Automated Text Summarization: A Review and Recommendations

By Steven Shearing , Abigail Gertner , Benjamin Wellner, Ph.D. , Liz Merkhofer

This report examines and evaluates modern approaches to natural language text summarization. Recommendations are given for applying automated summarization in various problem domains.

Download Resources

This report presents an examination of a wide variety of automatic summarization models. We broadly assign summarization models into two overarching categories: extractive and abstractive summarization. Extractive summarization essentially reduces the summarization problem to a subset selection problem by returning portions of the input as the summary. This allows extractive models to be simpler, as they do not require the ability to generate new language.

Within the extractive models, we focus primarily on graph-based solutions and recurrent neural networks; however, this is not an exhaustive search of all extractive solutions. Optimization based systems such as submodular optimization and semantic volume maximization or other pre-graph systems can be viable solutions were left outside the scope of this report.

For abstractive systems, we examine recurrent neural networks and their successor the Transformer. Unlike extractive systems, abstractive methods generate entirely new text given the input to be summarized, much like a human might do.

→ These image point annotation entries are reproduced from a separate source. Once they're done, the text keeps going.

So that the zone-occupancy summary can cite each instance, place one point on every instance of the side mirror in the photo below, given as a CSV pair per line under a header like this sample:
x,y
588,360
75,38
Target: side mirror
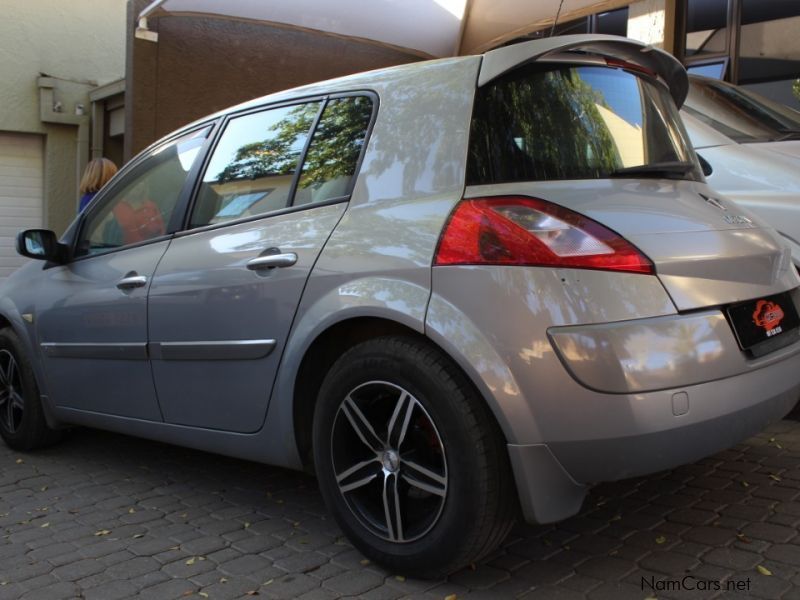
x,y
41,244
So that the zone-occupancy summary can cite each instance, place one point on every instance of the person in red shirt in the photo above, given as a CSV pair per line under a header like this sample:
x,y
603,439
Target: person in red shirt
x,y
139,218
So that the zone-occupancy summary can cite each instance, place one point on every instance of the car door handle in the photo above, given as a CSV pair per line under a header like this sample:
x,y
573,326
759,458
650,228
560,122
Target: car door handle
x,y
272,261
130,282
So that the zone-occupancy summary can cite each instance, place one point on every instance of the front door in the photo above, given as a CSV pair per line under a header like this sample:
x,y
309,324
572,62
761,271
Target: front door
x,y
224,296
91,317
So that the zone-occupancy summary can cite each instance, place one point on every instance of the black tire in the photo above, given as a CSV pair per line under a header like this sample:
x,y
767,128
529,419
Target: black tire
x,y
22,422
473,491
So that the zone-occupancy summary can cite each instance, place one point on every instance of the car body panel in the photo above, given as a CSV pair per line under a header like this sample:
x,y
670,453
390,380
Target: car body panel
x,y
502,349
372,257
94,336
204,298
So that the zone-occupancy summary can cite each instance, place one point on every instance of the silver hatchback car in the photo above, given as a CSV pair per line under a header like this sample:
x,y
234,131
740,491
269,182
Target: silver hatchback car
x,y
458,290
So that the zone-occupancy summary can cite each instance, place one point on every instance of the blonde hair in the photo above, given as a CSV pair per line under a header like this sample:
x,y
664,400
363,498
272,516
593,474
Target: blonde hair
x,y
96,174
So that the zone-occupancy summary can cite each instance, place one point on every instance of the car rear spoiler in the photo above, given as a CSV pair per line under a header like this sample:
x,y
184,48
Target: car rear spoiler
x,y
664,65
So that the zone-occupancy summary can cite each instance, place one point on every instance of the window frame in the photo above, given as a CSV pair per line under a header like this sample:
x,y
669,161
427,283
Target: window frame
x,y
290,207
134,169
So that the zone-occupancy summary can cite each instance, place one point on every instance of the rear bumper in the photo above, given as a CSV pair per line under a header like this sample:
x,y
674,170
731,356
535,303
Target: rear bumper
x,y
553,478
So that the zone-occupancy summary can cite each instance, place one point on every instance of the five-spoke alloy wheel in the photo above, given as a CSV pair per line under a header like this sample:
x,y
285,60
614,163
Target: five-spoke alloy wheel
x,y
11,403
409,458
389,461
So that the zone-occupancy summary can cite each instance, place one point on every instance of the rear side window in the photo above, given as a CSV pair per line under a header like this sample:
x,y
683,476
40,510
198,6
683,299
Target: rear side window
x,y
333,155
542,123
253,165
256,166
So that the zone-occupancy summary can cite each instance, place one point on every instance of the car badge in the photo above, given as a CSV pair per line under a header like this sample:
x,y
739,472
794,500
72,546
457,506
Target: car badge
x,y
768,315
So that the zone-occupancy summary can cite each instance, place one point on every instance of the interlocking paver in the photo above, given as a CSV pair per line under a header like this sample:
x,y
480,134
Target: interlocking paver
x,y
79,519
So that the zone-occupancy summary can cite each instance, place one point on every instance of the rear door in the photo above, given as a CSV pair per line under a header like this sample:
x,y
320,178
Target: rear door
x,y
224,295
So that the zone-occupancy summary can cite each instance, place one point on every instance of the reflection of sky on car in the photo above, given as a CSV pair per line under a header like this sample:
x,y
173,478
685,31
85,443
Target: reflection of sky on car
x,y
619,89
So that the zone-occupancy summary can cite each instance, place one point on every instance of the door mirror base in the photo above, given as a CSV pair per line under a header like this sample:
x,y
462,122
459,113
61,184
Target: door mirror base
x,y
41,244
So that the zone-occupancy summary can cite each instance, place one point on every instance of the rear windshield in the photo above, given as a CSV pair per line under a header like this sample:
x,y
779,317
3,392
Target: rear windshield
x,y
742,115
543,122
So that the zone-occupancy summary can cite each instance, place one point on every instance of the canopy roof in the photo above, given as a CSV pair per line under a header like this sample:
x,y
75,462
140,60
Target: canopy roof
x,y
431,28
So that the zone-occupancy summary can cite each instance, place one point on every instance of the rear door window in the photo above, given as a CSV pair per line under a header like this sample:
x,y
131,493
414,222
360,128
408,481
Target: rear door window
x,y
253,165
333,155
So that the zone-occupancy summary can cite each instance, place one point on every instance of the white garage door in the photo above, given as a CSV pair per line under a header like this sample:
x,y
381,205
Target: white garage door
x,y
21,193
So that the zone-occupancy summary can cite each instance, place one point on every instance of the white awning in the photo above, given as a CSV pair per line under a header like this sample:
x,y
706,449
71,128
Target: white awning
x,y
432,28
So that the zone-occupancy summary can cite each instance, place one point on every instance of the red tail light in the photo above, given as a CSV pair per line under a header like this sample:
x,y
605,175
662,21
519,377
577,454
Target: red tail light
x,y
532,232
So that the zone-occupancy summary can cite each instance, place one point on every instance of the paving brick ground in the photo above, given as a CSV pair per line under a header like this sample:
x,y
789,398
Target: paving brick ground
x,y
103,516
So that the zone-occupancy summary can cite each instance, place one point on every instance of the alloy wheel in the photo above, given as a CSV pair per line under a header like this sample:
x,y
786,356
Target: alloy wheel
x,y
389,461
12,404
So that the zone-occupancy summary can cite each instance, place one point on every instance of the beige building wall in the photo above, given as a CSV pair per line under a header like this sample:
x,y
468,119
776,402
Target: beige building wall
x,y
69,48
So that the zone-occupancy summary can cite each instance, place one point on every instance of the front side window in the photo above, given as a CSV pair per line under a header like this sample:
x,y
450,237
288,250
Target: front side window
x,y
253,166
141,206
541,123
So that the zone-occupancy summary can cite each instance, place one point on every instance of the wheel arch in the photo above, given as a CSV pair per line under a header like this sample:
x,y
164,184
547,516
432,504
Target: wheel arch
x,y
323,352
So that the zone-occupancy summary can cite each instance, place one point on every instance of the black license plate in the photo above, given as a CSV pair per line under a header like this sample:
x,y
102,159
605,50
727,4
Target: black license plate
x,y
760,320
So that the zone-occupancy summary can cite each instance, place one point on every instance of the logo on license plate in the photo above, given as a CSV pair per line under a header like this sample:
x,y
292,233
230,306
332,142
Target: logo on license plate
x,y
768,315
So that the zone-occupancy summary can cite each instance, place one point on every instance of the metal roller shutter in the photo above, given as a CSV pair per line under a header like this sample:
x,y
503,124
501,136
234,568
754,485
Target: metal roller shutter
x,y
21,193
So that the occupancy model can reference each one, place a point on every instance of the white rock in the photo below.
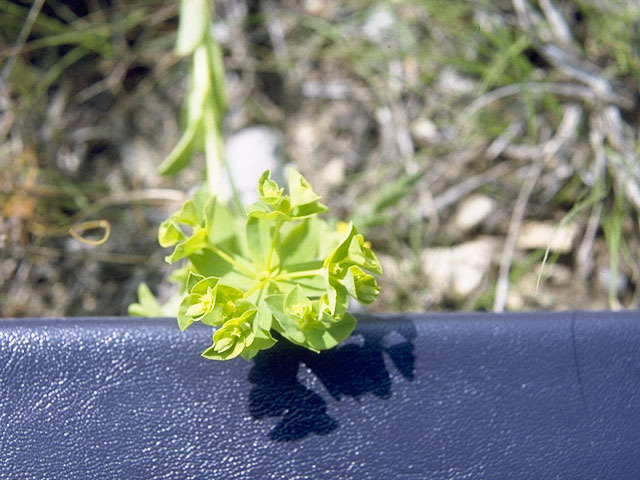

As a result, these models often generate summaries which appear more natural.

This comes at the cost of increased model capacity requirements, as the model must learn how to generate new text, not only identify important text. This can also lead to larger failures, as a failure can now not only occur in text identification, but also text generation. As with extractive systems, the models we examine do not represent the entirety of all abstractive solutions; however, our choice of models for both extractive and abstractive summarization cover a majority of the current solution space.

Overall, we find a scaling trade-off between computational resources versus summarization quality as we progress from the early graph models to the most recent Transformer models. Graph algorithms are unsupervised, requiring little to no training data and are often usable right out of the box with no specialized hardware requirements. However, they have a low performance ceiling, and will generally not be able to match the quality of summaries generated by later models.

Despite this low ceiling, the unsupervised nature of the algorithm makes it a desirable solution for a number of problem domains, particularly in cases where the user does not have in-domain labeled training data.

On the other hand, Transformer models have extremely high output quality, but have a number of requirements that make them difficult to use in general. Transformer models must be trained on large amounts of unlabeled data to learn strong language generation, and they must be fine-tuned on labeled summarization data, which may not exist for many domains. Due to their immense size, specialized GPU hardware is required to train and run these models. If the particular use case manages to meet all the requirements of a Transformer, it is highly recommended to use one.

Recurrent neural networks provide a middle ground to the graph algorithms and Transformer model. While not fully unsupervised, recurrent neural networks require much less training data than Transformers, often being able to train on datasets that are simply too small to be usable for a Transformer. While recurrent neural networks also require specialized GPU hardware to train, they are less computationally expensive and can be trained faster, with cheaper and smaller GPUs, and may not require a GPU to run inference in a fast enough manner.